Really? I thought we wanted to use std::function instead of WTF::Function going forward. Whatever. I'd use WTF::Function.

> > Tools/TestWebKitAPI/Tests/WebKitCocoa/PasteHTML.mm:117
> > +TEST(PasteHTML, StripsHTTPURLs)
> 
> Did you mean "StripsFileURLs"?

Fixed.

> > Tools/TestWebKitAPI/Tests/WebKitCocoa/PasteHTML.mm:131
> > +TEST(PasteHTML, DoesNotStripHTTPURLsWhenCustomPasteboardDataIsDisabled)
> 
> Ditto, looks like this was meant to be
> "DoesNotStripFileURLsWhenCustomPasteboardDataIsDisabled"

Fixed.
Comment 13 Wenson Hsieh 2018-01-22 10:12:50 PST
Comment on attachment 331897 [details]
Fixes the bug

View in context: https://bugs.webkit.org/attachment.cgi?id=331897&action=review

>>> Source/WebCore/editing/markup.h:54
>>> +String sanitizeMarkup(const String&, std::optional<std::function<void(DocumentFragment&)>> fragmentSanitizer = std::nullopt);
>> 
>> Nit - I think we generally prefer to use WTF::Function over std::function.
> 
> Really? I thought we wanted to use std::function instead of WTF::Function going forward. Whatever. I'd use WTF::Function.

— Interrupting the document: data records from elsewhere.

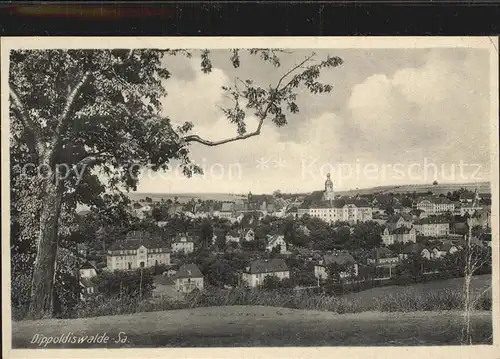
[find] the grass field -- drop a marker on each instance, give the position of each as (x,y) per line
(437,189)
(366,298)
(261,326)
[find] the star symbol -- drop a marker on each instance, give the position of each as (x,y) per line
(279,162)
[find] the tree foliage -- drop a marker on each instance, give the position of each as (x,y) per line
(79,113)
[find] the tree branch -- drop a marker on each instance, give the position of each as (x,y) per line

Just asked Fil Pizlo — it's WTF::Function.
Comment 14 WebKit Commit Bot 2018-01-22 10:29:51 PST
Comment on attachment 331940 [details]
Patch for landing

Rejecting attachment 331940 [details] from commit-queue.

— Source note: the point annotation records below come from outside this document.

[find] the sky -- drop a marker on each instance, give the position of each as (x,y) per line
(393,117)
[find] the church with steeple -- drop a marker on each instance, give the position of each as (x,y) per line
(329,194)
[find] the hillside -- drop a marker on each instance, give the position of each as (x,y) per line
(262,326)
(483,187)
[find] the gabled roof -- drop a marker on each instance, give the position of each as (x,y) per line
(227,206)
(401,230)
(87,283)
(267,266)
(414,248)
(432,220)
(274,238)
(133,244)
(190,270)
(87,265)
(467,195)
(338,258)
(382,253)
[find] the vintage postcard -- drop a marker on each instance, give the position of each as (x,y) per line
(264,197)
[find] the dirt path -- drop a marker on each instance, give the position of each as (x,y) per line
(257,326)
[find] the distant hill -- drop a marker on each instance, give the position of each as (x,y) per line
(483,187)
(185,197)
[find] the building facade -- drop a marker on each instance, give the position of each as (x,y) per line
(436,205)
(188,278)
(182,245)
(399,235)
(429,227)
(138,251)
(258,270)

Failed to run "['/Volumes/Data/EWS/WebKit/Tools/Scripts/webkit-patch', '--status-host=webkit-queues.webkit.org', '--bot-id=webkit-cq-01', 'build', '--no-clean', '--no-update', '--build-style=release', '--port=mac']" exit_code: 2 cwd: /Volumes/Data/EWS/WebKit

Last 500 characters of output:
urce22.cpp -o /Volumes/Data/EWS/WebKit/WebKitBuild/WebCore.build/Release/WebCore.build/Objects-normal/x86_64/UnifiedSource22.o

** BUILD FAILED **


The following build commands failed:
	CompileC /Volumes/Data/EWS/WebKit/WebKitBuild/WebCore.build/Release/WebCore.build/Objects-normal/x86_64/UnifiedSource8-mm.o /Volumes/Data/EWS/WebKit/WebKitBuild/Release/DerivedSources/WebCore/unified-sources/UnifiedSource8-mm.mm normal x86_64 objective-c++ com.apple.compilers.llvm.clang.1_0.compiler
(1 failure)

Full output: http://webkit-queues.webkit.org/results/6171151
Comment 15 Ryosuke Niwa 2018-01-22 12:38:59 PST
Created attachment 331949 [details]
Patch for landing
Comment 16 WebKit Commit Bot 2018-01-22 13:13:41 PST
Comment on attachment 331949 [details]
Patch for landing

Clearing flags on attachment: 331949

Committed r227351: <https://trac.webkit.org/changeset/227351>
Comment 17 WebKit Commit Bot 2018-01-22 13:13:43 PST
All reviewed patches have been landed.  Closing bug.